Composition (syrup) partially polymerized by irradiating the mixture with ultraviolet rays (UV) until the viscosity of the mixture (BH viscometer, No. 5 rotor, 10 rpm, measurement temperature: 30 ° C.) reaches about 15 Pa · s. ) Was produced. Thereafter, as a surfactant, the trade name “Surflon S-393” (manufactured by AGC Seimi Chemical Co., Ltd .; perfluoroalkyl surfactant) is converted into a solid content, and all monomer components (2-ethylhexyl acrylate and acrylic acid) 0.7 weight part was added with respect to 100 weight part, and it mixed and produced the adhesive precursor. The pressure-sensitive adhesive precursor is put into a beaker, and while introducing nitrogen gas into the pressure-sensitive adhesive precursor by bubbling from the bottom, the bubbles are mixed into the bubble-containing pressure-sensitive adhesive precursor by a homomixer so as to bite the bubbles. A bubble-containing pressure-sensitive adhesive composition was obtained.

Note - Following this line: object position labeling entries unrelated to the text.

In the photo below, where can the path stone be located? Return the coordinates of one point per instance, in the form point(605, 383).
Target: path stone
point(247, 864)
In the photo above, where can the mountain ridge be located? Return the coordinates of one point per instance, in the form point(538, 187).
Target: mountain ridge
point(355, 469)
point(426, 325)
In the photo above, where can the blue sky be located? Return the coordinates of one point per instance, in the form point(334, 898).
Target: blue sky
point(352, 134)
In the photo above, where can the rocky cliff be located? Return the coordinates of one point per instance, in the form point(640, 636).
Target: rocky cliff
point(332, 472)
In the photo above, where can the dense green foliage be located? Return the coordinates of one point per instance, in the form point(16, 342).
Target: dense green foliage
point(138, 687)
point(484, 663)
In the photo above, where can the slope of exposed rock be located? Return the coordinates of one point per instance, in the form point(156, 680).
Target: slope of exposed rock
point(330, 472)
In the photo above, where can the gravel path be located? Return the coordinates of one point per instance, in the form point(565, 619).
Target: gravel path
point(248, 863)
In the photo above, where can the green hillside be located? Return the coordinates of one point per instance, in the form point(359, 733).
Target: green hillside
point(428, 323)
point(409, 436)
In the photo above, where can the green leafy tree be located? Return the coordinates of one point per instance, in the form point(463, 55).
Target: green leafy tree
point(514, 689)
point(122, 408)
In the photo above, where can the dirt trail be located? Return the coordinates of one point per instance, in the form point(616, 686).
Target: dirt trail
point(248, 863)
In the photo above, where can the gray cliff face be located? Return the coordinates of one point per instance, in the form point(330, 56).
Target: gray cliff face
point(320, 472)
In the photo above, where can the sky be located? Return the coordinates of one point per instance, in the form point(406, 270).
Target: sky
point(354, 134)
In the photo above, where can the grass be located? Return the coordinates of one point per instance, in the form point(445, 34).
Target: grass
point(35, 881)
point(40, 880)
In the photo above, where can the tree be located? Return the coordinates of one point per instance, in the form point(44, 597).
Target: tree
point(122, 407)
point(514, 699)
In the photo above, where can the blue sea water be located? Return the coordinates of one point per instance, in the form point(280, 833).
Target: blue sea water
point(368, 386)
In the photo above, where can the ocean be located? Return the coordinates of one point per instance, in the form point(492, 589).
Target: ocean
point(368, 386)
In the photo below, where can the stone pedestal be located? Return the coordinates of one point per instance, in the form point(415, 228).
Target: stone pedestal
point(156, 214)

2. Preparation of bubble-containing pressure-sensitive adhesive layer The thickness of the bubble-containing pressure-sensitive adhesive composition after drying and curing on the release-treated surface of a polyethylene terephthalate substrate (process separator) that has been subjected to a release treatment on one side After coating to 0.8 mm, a polyethylene terephthalate base material (separator for cover) that has been subjected to a release treatment on one side is bonded so that the release treatment surface comes into contact with the black light lamp. UV irradiation was carried out at 4.0 mW / cm ² for 10 minutes, and the bubble-containing pressure-sensitive adhesive was cured to produce a bubble-containing pressure-sensitive adhesive layer.

3. Attachment of the bubble-containing pressure-sensitive adhesive layer to the protective film From the bubble-containing pressure-sensitive adhesive layer obtained by producing the bubble-containing pressure-sensitive adhesive layer, the cover separator was peeled to expose the pressure-sensitive adhesive surface. On the other hand, the 2nd PET film (separator) was peeled from the laminated body produced at step 3 of Example 1, the acrylic-urethane composite film surface was exposed, and the bubble-containing adhesive layer was stuck. Finally, the temporary support on the fluoroethylene vinyl ether alternating copolymer layer was peeled off to produce a protective film for blades. The used double-sided pressure-sensitive adhesive tape is a grade having excellent heat resistance and water resistance and high adhesive strength. The protective film for blades of Example 4 is one in which a fluorine coating layer having a thickness of about 10 μm is formed on one surface of an acrylic-urethane composite film and a bubble-containing pressure-sensitive adhesive layer is formed on the other surface.

  As shown in Table 1, each of Examples 1 to 4 has good weather resistance and has a contamination prevention layer on the surface, so that the effect of preventing adhesion of dirt can be exhibited. When used as a protective film for a blade, it is effective in preventing the blade from being deteriorated.

  The blade protective film for wind power generators of the present invention can be used for exterior surfaces of vehicles (automobiles, trains, airplanes, etc.) that require weather resistance in addition to blade protection.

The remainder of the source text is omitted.